Presuming you can’t speed up your authentication, a mechanism is needed to start the authentication asynchronously storing some intermediate state and allow the receive pipe to continue to request the next incoming request from the transport. The result of the authentication then needs to be picked up at a later stage and fail the request is the authentication fails. So the first thing needed is a new extensibility that supports async authentication in a way which allows easily picking up the result later. The natural answer is to use tasks. A very simple UserNamePasswordValidator looks something like this.

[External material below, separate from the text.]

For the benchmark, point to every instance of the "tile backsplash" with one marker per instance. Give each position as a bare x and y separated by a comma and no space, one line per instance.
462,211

    public class CustomUserNameValidator : UserNamePasswordValidator
    {
        public override void Validate(string userName, string password)
        {
            if (null == userName || null == password) throw new ArgumentNullException();
            if (!(userName == "test1" & password == "1tset")) throw new FaultException("Unknown Username or Incorrect Password");
        }
    }

To make things easy, I’ll derive UserNamePasswordValidator and add a virtual method with an async equivalent method ValidateAsync. This will make porting existing code a simple task.

    public class AsyncUserNamePasswordValidator : UserNamePasswordValidator
    {
        public override void Validate(string userName, string password) { }
        public virtual Task ValidateAsync(string userName, string password) { return Task.FromResult((object)null); }
    }

Now I need to replace the class which calls the Validate method with one which calls ValidateAsync and stores the returned Task somewhere that I can pick up later. The class that currently does this is CustomUserNameSecurityTokenAuthenticator so we’ll derive a class from this so that we can leverage as much of the existing functionality as possible.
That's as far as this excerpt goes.